Le Mathias ne peut pas contenir un petit gémissement suppliant, ça fait le bruit d’une girouette taquinée par la brise.
Pour ma part je n’insiste plus. J’attends que ma proposition prenne sa place dans la tronche du Boss. Il mate ses doigts satinés, à bout de bras, en mordillant sa toute mince lèvre inférieure.
— Délicat, fait-il. Professeur de quoi ?
— De n’importe quoi, dis-je, de tir à l’arc, de saut à la perche ou de bonnes manières…
J’éclate de rire. C’est plus fort que moi. Je viens d’avoir une idée.
L’idée du siècle, mes amis.
La pipelette du Gros est en train de balayer l’entrée lorsque je me pointe d’une démarche gazellienne.

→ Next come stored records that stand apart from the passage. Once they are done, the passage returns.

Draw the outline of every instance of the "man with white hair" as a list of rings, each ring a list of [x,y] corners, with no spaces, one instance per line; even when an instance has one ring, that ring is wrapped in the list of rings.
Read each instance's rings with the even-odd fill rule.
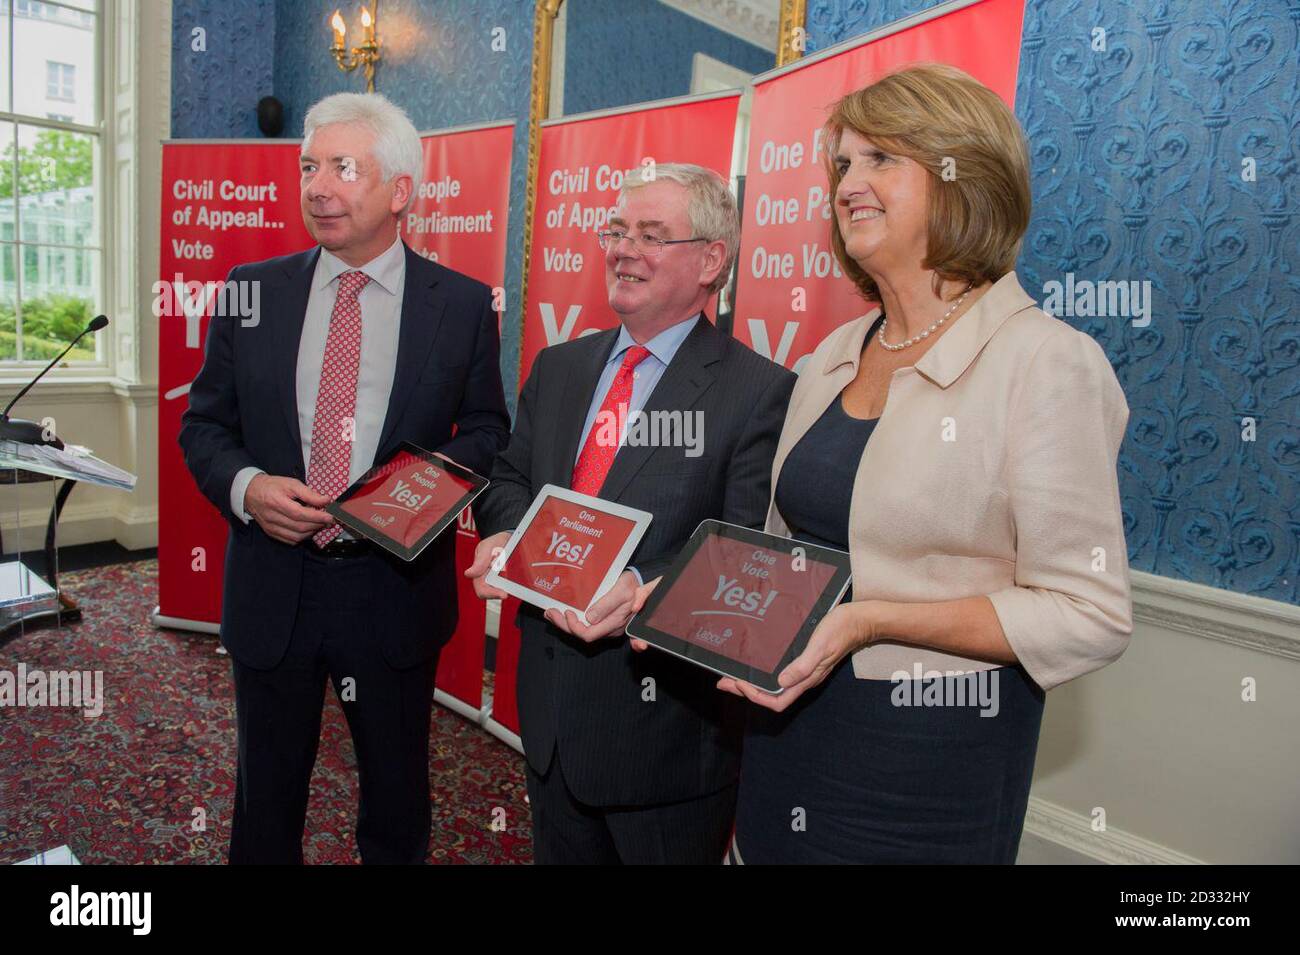
[[[794,375],[704,312],[740,239],[736,202],[716,172],[678,163],[655,166],[653,178],[638,170],[598,238],[619,327],[537,356],[510,445],[474,505],[483,540],[466,573],[480,597],[502,596],[484,575],[545,484],[654,515],[633,569],[588,609],[587,625],[571,611],[520,613],[534,858],[718,863],[736,800],[735,698],[706,670],[634,653],[623,628],[638,581],[662,574],[700,521],[763,526]],[[686,422],[699,428],[689,442],[634,440],[631,422],[647,419],[681,421],[683,438]],[[660,438],[665,430],[674,433],[661,429]]]
[[[318,247],[236,266],[256,322],[214,317],[180,444],[230,525],[221,640],[239,739],[232,863],[301,863],[328,677],[361,783],[363,862],[422,863],[454,535],[403,562],[322,508],[404,442],[485,473],[509,433],[490,289],[412,252],[419,137],[379,94],[313,106],[302,216]]]

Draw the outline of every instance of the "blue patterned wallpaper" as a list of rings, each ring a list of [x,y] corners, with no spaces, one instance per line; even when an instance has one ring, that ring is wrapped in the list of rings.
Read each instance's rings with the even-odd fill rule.
[[[690,92],[696,52],[746,73],[776,65],[775,53],[656,0],[565,0],[565,7],[564,112],[570,116]]]
[[[261,137],[257,101],[272,93],[274,39],[274,0],[174,0],[172,136]]]
[[[809,0],[809,49],[933,5]],[[1062,316],[1102,344],[1128,396],[1132,567],[1288,603],[1300,596],[1298,33],[1296,0],[1028,0],[1016,91],[1033,158],[1026,291],[1041,301],[1067,273],[1151,283],[1146,327]]]

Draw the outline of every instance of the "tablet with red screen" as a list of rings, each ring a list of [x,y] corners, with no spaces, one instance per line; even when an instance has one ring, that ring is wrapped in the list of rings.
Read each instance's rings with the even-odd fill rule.
[[[627,625],[692,663],[771,693],[851,580],[849,555],[704,521]]]
[[[545,485],[492,562],[487,582],[543,610],[587,608],[614,586],[651,515]]]
[[[410,561],[487,486],[487,478],[403,441],[325,510],[344,527]]]

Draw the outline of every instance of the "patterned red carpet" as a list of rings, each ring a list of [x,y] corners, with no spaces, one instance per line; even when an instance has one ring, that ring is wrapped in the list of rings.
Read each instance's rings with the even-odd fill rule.
[[[156,561],[65,575],[84,619],[0,644],[0,671],[102,670],[97,718],[0,707],[0,864],[69,845],[87,864],[222,863],[235,788],[235,701],[216,637],[156,629]],[[531,860],[523,759],[434,706],[430,862]],[[359,862],[356,762],[326,694],[303,853]],[[504,809],[505,829],[493,828]],[[206,828],[196,830],[198,821]],[[499,823],[498,823],[499,828]]]

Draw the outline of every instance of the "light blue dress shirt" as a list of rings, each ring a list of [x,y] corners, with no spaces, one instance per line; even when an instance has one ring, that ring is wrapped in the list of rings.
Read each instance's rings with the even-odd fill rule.
[[[664,329],[654,338],[645,343],[645,347],[650,350],[650,354],[642,359],[641,363],[636,366],[632,372],[632,398],[628,402],[627,416],[630,419],[632,413],[640,411],[645,407],[645,403],[650,400],[650,395],[655,390],[655,385],[659,384],[659,379],[663,377],[668,366],[672,364],[673,356],[677,354],[677,349],[682,347],[682,342],[686,341],[695,323],[701,320],[703,312],[696,312],[694,316],[685,321],[678,322],[672,328]],[[703,319],[708,321],[708,319]],[[591,433],[592,425],[596,423],[596,415],[600,413],[600,406],[605,403],[605,395],[609,392],[609,386],[614,383],[614,376],[618,374],[618,368],[623,364],[623,353],[636,344],[636,340],[628,334],[626,326],[620,326],[618,338],[614,341],[614,350],[610,352],[609,358],[605,362],[605,368],[600,373],[600,379],[596,382],[596,390],[591,396],[591,407],[587,409],[587,423],[582,426],[582,440],[578,442],[578,453],[573,457],[573,464],[576,467],[578,458],[582,457],[583,446],[587,443],[587,435]],[[627,437],[625,433],[627,422],[619,422],[618,446],[623,446],[623,439]],[[636,577],[637,583],[645,583],[641,579],[641,572],[635,567],[627,568]]]
[[[695,323],[702,314],[702,312],[695,313],[691,318],[678,322],[672,328],[665,329],[645,343],[645,347],[650,349],[650,354],[632,372],[632,399],[627,406],[629,419],[632,417],[633,412],[640,411],[645,407],[645,403],[650,400],[655,385],[659,384],[659,379],[668,370],[668,365],[672,362],[673,356],[677,354],[677,349],[682,347],[682,342],[686,341],[686,336],[695,328]],[[614,342],[614,350],[610,352],[609,359],[605,362],[605,369],[600,373],[600,380],[596,382],[596,390],[591,396],[591,407],[587,409],[587,423],[582,426],[582,440],[578,442],[578,453],[573,458],[575,467],[578,464],[578,458],[582,457],[582,449],[587,443],[587,436],[591,434],[591,427],[596,423],[596,415],[600,412],[600,406],[605,403],[605,395],[609,392],[609,386],[614,383],[614,376],[618,374],[618,368],[623,364],[623,353],[635,344],[636,340],[628,334],[627,328],[620,326],[618,338]],[[625,428],[626,424],[626,421],[620,422],[620,428]],[[627,435],[623,430],[620,430],[618,435],[618,446],[620,448],[623,446],[625,437]]]

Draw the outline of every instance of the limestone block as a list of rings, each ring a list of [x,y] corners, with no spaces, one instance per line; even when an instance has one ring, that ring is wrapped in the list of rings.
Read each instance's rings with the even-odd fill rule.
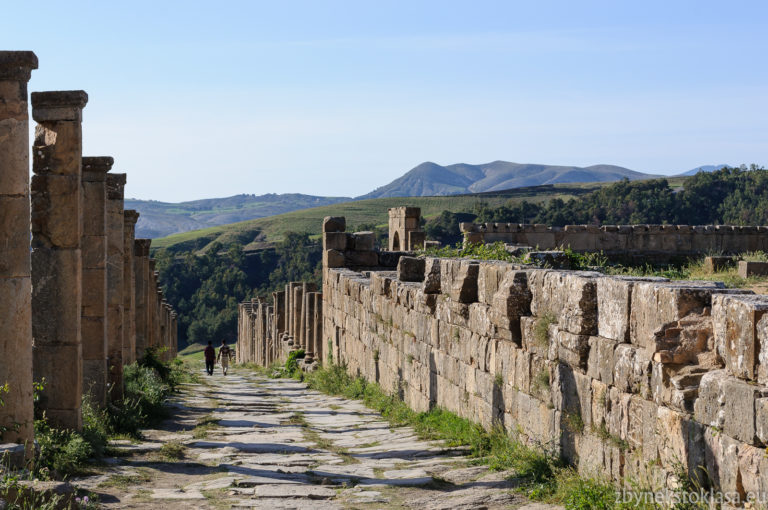
[[[579,438],[579,474],[589,478],[622,479],[624,453],[621,449],[594,434]]]
[[[768,443],[768,398],[755,400],[755,433],[761,443]]]
[[[451,264],[450,298],[458,303],[477,302],[477,275],[480,265],[474,260],[461,260],[456,267]],[[445,278],[443,283],[445,283]]]
[[[484,260],[480,262],[477,274],[477,300],[480,303],[490,305],[493,303],[493,295],[499,290],[499,284],[508,271],[512,271],[512,265],[497,260]]]
[[[715,489],[744,494],[739,479],[739,443],[718,430],[704,431],[704,459],[707,475]]]
[[[549,271],[530,279],[531,313],[553,314],[560,327],[571,333],[597,333],[597,280],[599,273]]]
[[[348,266],[376,267],[379,256],[375,251],[347,251],[344,252],[344,263]]]
[[[765,275],[768,275],[768,262],[748,262],[746,260],[739,261],[740,277],[749,278],[750,276]]]
[[[555,333],[557,341],[557,358],[566,365],[586,371],[589,356],[589,336],[576,335],[558,329]]]
[[[717,352],[729,373],[758,379],[758,323],[768,312],[768,296],[722,295],[712,299],[713,333]]]
[[[707,273],[717,273],[729,267],[733,267],[735,260],[728,256],[710,256],[704,258],[704,271]]]
[[[517,425],[526,436],[542,444],[551,444],[559,438],[558,412],[555,409],[522,392],[517,393],[515,403]]]
[[[26,170],[24,175],[26,178]],[[5,174],[3,179],[6,179]],[[20,228],[20,219],[24,220],[23,228]],[[28,277],[30,274],[28,219],[28,196],[0,196],[0,232],[3,233],[3,242],[0,243],[0,278]]]
[[[79,343],[81,301],[63,299],[62,293],[69,296],[71,289],[80,288],[80,250],[34,249],[32,273],[32,308],[44,311],[35,314],[32,324],[35,345]]]
[[[546,321],[546,319],[543,317],[520,317],[521,342],[523,350],[547,358],[553,338],[550,335],[549,327],[546,328],[546,334],[544,333],[545,324],[542,321]],[[555,343],[555,345],[557,344]]]
[[[688,314],[703,315],[720,282],[636,282],[632,289],[630,341],[651,352],[656,350],[656,333],[666,324]]]
[[[82,234],[82,217],[76,214],[81,211],[80,177],[34,175],[31,187],[33,246],[78,248]]]
[[[352,234],[349,249],[355,251],[373,251],[376,247],[376,234],[373,232],[355,232]]]
[[[757,437],[756,400],[768,396],[768,389],[728,377],[723,381],[723,432],[745,443],[754,444]]]
[[[597,333],[618,342],[629,342],[632,288],[641,281],[668,281],[666,278],[613,276],[597,280]]]
[[[379,266],[387,268],[397,267],[400,257],[408,255],[408,253],[399,251],[380,251],[377,253],[379,254]]]
[[[589,337],[587,375],[593,379],[613,384],[613,352],[617,342],[601,336]]]
[[[440,259],[427,257],[424,263],[424,285],[422,291],[425,294],[439,294],[441,291],[441,268]]]
[[[498,327],[509,329],[512,332],[513,340],[519,342],[520,338],[516,333],[519,330],[520,317],[530,315],[531,310],[528,273],[526,271],[505,271],[490,304],[493,307],[491,321]]]
[[[723,410],[723,384],[728,378],[725,370],[712,370],[702,376],[699,383],[699,397],[694,403],[696,421],[722,429],[725,424]]]
[[[524,393],[530,393],[531,377],[536,374],[531,374],[531,367],[533,365],[533,355],[526,351],[517,351],[515,355],[515,377],[514,381],[510,381],[520,391]],[[549,391],[549,388],[546,388]],[[547,398],[547,401],[551,401],[551,397]]]
[[[613,384],[625,393],[650,391],[651,357],[631,345],[619,344],[614,350]]]
[[[345,251],[350,245],[348,238],[346,232],[326,232],[323,234],[323,250]]]
[[[323,232],[344,232],[347,220],[343,216],[326,216],[323,218]]]
[[[426,261],[423,258],[400,257],[397,278],[403,282],[423,282]]]
[[[344,267],[344,253],[338,250],[324,251],[323,267]]]

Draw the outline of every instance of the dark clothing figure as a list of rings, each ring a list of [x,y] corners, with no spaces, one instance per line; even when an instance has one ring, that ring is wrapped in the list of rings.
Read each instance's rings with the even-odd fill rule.
[[[205,370],[213,375],[213,365],[216,363],[216,349],[212,345],[205,348]]]
[[[232,349],[227,346],[226,342],[221,343],[221,347],[219,347],[219,361],[221,361],[221,371],[224,372],[224,375],[227,375],[227,371],[229,370],[229,360],[232,358]]]

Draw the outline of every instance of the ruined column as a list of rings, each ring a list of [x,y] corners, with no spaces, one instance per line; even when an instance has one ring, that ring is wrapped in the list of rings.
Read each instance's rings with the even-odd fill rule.
[[[302,323],[304,331],[302,340],[304,343],[305,363],[312,363],[315,359],[315,294],[316,292],[304,293],[304,304],[302,306]]]
[[[323,294],[321,292],[314,293],[314,327],[312,341],[314,342],[314,348],[312,352],[315,355],[317,361],[322,362],[323,352],[325,345],[323,344]]]
[[[123,211],[123,364],[136,361],[136,281],[133,275],[133,240],[139,213]]]
[[[109,398],[123,398],[123,277],[125,174],[107,174],[107,369]]]
[[[133,241],[134,316],[136,318],[136,359],[144,356],[149,346],[147,335],[147,285],[149,284],[149,247],[151,239]]]
[[[33,92],[32,337],[40,407],[56,427],[80,430],[83,191],[82,90]]]
[[[293,288],[293,297],[291,298],[291,335],[293,336],[293,348],[303,349],[301,344],[301,306],[304,301],[304,289],[301,284]]]
[[[37,57],[0,51],[0,443],[34,440],[27,82]],[[27,449],[31,455],[33,448]]]
[[[171,312],[171,359],[179,354],[179,323],[178,314]]]
[[[155,322],[155,302],[157,301],[157,277],[155,259],[149,259],[147,275],[147,345],[157,349],[157,323]]]
[[[107,403],[107,172],[110,157],[83,158],[83,389]]]

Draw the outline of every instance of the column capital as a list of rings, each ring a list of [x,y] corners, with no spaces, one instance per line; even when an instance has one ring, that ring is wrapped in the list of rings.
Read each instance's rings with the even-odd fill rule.
[[[0,81],[28,82],[32,77],[32,69],[37,69],[37,55],[34,52],[0,51]]]
[[[87,103],[84,90],[32,92],[32,118],[37,122],[80,121]]]
[[[107,198],[122,200],[125,191],[125,174],[107,174]]]
[[[106,180],[106,174],[114,164],[115,160],[110,156],[83,157],[83,180],[88,182]]]
[[[131,226],[136,225],[136,222],[139,221],[139,216],[139,211],[134,209],[126,209],[123,211],[123,218],[125,219],[125,222]]]
[[[152,246],[152,239],[134,239],[133,255],[135,257],[149,257],[150,246]]]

— Savez-vous si m’sieur Bérurier est chez lui ? je demande à la maîtresse de balais.
Elle tire sur les poils de sa moustache, puis caresse du doigt sa belle verrue mentonnière avant de grommeler d’une voix qui fait songer à un évier qu’on débouche :
— Je crois que ça s’entend, non ?
Je tends mon lobe et j’ouïs effectivement un boucan pas ordinaire. Y a de la musique dans les étages, et puis des cris, des piétinements.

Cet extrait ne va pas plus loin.